Published research 13 studies

[1]

The procognitive and synaptogenic effects of angiotensin IV-derived peptides are dependent on activation of the hepatocyte growth factor/c-met system.

J Pharmacol Exp Ther, 2014 Nov. review.

[2]

Retraction notice to "Development of Angiotensin IV Analogs as Hepatocyte Growth Factor/Met Modifiers" [J Pharmacol Exp Ther 340 (2012) 539-548].

J Pharmacol Exp Ther, 2025 Apr. review.

[3]

Retraction notice to "The Procognitive and Synaptogenic Effects of Angiotensin IV-Derived Peptides Are Dependent on Activation of the Hepatocyte Growth Factor/c-Met System" [J Pharmacol Exp Ther 351 (2014) 390-402].

J Pharmacol Exp Ther, 2025 Apr. review.

[4]

Fosgonimeton in mild-to-moderate Alzheimer's disease.

J Alzheimers Dis Rep, 2025 Jan-Dec. human clinical.

[5]

The development of small molecule angiotensin IV analogs to treat Alzheimer's and Parkinson's diseases.

Prog Neurobiol, 2015 Feb. review.

[6]

AngIV-Analog Dihexa Rescues Cognitive Impairment and Recovers Memory in the APP/PS1 Mouse via the PI3K/AKT Signaling Pathway.

Brain Sci, 2021 Nov 11. animal.

[7]

Evaluation of metabolically stabilized angiotensin IV analogs as procognitive/antidementia agents.
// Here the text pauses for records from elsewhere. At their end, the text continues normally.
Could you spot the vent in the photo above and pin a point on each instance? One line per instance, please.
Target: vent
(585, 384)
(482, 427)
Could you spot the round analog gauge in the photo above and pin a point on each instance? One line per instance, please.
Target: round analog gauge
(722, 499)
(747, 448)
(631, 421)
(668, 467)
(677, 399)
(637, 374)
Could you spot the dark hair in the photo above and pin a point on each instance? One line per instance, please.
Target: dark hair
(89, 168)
J Pharmacol Exp Ther, 2013 Jan. animal.

[8]

Cognitive Impairment in Parkinson's Disease: An Updated Overview Focusing on Emerging Pharmaceutical Treatment Approaches.

Medicina (Kaunas), 2023 Oct 1. review.

[9]

Beyond lecanemab: Examining Phase III potential in Alzheimer's therapeutics.
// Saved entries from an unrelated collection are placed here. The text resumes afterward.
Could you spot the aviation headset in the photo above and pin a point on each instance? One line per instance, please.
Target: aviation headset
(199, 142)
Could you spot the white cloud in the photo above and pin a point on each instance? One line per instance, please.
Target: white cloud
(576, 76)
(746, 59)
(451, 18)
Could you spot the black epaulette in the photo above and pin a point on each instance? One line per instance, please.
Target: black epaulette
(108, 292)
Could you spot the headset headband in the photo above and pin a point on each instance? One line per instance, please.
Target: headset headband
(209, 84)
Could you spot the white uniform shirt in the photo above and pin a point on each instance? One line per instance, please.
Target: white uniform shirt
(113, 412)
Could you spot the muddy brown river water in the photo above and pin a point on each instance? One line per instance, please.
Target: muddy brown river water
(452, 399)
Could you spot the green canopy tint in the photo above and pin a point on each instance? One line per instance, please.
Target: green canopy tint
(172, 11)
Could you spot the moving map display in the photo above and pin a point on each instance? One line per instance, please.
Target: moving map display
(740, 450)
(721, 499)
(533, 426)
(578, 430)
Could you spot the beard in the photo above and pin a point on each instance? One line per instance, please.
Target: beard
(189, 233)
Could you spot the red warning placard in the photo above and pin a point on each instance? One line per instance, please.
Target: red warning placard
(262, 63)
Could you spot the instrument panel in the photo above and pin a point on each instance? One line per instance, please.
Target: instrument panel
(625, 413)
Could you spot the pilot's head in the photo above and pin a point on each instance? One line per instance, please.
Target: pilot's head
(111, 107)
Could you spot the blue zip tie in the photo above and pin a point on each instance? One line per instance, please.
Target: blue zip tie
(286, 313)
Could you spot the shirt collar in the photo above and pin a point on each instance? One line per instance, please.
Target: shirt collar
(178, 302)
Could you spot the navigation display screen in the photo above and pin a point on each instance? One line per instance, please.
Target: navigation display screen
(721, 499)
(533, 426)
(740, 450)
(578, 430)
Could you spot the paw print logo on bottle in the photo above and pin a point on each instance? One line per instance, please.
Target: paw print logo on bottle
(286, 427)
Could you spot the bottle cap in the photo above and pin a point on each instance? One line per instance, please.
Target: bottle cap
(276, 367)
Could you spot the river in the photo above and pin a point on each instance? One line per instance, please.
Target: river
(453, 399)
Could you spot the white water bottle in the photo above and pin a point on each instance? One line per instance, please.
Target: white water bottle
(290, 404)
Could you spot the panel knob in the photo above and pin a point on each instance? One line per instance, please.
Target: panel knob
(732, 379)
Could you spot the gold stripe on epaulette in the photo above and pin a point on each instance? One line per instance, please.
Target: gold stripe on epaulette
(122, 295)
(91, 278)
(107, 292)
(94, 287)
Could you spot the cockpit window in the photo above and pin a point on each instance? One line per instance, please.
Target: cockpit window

PCN Rep, 2024 Mar. review.

[10]

Stem cell, Granulocyte-Colony Stimulating Factor and/or Dihexa to promote limb function recovery in a rat sciatic nerve damage-repair model: Experimental animal studies.

Ann Med Surg (Lond), 2021 Nov. animal.

[11]

Drugs@FDA/openFDA query for Dihexa

U.S. Food and Drug Administration. database query.

[12]

Compounding and the FDA: Questions and Answers

U.S. Food and Drug Administration. official guidance.

[13]

The 2026 List of Prohibited Substances and Methods

World Anti-Doping Agency. regulatory.